Contrôle de légalité des décisions rendues

Le procureur général près la Cour suprême est l’une des plus hautes autorités de la magistrature camerounaise. En tant que telle, Marie Claire Dieudonnée Nseng-Elang supervisera la politique pénale au niveau national, les instructions judiciaires portées devant la Cour suprême, le contrôle de légalité des décisions rendues par les juridictions inférieures et la coordination avec les procureurs généraux près les cours d’appel. La fonction est d’autant plus stratégique que la Cour suprême demeure l’ultime instance dans de nombreux contentieux, notamment ceux touchant à la discipline des magistrats, aux comptes publics ou au contentieux administratif.

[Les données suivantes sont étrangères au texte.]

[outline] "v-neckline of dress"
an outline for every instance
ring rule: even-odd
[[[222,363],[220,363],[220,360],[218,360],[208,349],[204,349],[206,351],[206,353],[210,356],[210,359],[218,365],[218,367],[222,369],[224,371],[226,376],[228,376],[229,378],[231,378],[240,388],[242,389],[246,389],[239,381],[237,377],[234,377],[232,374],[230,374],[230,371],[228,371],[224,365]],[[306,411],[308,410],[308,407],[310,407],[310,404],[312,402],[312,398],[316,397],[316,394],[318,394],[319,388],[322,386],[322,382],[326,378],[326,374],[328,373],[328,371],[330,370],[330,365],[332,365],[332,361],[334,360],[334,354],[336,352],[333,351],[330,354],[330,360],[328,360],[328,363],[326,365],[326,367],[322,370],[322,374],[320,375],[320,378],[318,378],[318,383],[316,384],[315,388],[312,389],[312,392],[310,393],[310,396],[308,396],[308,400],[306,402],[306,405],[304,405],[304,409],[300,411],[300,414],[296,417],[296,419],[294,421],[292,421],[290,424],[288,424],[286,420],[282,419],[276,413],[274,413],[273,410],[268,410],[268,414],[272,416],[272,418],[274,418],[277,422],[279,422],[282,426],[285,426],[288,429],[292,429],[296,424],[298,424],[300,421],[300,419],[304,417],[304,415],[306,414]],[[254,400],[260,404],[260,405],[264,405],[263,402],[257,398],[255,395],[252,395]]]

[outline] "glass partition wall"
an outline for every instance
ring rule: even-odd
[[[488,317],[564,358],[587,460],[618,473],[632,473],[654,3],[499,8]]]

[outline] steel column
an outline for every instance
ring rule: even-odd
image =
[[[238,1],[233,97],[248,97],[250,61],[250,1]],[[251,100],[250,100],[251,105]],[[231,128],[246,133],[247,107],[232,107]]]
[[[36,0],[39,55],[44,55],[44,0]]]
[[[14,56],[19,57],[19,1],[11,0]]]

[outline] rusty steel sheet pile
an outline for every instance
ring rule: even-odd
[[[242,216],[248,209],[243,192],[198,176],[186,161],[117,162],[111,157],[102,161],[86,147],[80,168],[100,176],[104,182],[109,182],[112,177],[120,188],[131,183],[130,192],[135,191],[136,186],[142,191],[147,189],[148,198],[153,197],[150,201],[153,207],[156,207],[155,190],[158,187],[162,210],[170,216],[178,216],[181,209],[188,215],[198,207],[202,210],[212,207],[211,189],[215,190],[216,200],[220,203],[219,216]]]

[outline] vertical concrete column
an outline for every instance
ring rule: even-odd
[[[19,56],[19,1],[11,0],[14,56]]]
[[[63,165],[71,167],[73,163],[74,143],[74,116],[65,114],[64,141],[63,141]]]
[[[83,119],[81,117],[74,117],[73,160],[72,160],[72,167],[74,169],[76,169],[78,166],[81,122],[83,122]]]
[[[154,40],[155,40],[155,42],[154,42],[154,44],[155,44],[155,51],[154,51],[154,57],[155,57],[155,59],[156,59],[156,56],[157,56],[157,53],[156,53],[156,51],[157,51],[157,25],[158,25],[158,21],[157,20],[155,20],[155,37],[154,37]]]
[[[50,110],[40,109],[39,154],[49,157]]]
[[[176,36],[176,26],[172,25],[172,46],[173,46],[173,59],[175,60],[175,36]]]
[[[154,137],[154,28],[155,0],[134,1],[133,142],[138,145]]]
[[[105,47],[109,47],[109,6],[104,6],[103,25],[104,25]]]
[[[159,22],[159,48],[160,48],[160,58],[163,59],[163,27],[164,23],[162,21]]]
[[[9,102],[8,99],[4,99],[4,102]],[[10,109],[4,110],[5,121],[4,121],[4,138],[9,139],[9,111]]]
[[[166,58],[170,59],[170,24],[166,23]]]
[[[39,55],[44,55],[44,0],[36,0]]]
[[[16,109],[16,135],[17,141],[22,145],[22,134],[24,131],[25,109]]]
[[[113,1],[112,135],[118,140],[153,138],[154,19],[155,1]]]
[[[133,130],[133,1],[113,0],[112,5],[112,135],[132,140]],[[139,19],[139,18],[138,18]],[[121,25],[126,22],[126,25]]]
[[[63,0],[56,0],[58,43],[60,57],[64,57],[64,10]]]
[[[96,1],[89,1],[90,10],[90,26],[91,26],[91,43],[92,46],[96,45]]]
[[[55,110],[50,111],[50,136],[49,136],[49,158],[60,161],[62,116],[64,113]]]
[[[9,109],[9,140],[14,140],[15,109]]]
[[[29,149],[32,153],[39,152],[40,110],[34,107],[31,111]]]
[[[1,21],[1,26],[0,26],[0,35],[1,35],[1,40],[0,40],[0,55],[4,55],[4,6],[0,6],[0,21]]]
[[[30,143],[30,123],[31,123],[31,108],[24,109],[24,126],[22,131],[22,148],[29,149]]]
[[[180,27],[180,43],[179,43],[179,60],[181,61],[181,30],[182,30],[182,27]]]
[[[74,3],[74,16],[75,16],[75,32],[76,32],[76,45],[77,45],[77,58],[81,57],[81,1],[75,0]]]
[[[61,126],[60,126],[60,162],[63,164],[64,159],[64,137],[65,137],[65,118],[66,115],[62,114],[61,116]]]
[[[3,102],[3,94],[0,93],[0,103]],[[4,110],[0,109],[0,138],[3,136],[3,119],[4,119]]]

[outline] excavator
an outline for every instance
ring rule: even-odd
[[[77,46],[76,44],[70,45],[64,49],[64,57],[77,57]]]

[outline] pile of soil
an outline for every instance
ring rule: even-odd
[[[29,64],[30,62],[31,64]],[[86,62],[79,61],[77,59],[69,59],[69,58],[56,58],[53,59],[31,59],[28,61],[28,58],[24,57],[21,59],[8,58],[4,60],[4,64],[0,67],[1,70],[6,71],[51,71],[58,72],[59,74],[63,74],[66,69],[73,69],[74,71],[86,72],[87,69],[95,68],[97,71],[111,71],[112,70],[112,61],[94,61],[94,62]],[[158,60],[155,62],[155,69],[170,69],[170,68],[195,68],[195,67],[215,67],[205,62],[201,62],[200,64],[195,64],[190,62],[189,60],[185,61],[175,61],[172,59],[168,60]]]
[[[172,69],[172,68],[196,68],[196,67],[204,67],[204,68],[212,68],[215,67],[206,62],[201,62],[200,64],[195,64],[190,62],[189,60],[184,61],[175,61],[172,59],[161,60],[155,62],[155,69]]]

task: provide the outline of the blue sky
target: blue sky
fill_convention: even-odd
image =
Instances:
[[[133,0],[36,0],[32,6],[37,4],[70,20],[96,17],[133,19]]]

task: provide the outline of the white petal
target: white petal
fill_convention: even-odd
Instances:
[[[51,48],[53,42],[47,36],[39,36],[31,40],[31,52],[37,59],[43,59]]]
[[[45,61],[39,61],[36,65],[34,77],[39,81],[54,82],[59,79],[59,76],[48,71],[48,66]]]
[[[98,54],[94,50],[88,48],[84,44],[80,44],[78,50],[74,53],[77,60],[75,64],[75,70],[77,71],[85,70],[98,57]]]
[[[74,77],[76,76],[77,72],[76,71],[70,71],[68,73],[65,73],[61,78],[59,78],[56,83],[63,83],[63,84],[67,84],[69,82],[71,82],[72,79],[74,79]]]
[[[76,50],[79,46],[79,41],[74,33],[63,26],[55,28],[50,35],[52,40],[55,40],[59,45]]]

Avec cette nomination, Marie Claire Dieudonnée Nseng-Elang marque l’histoire judiciaire du Cameroun. Après plus de trente années de carrière au sein du corps de la magistrature, cette femme réputée pour sa rigueur professionnelle et son intégrité accède à l’une des plus hautes fonctions de l’État. Son entrée en fonction ouvre une nouvelle page pour l’institution, à un moment où les attentes citoyennes en matière de transparence, d’efficacité judiciaire et d’indépendance de la justice sont particulièrement fortes.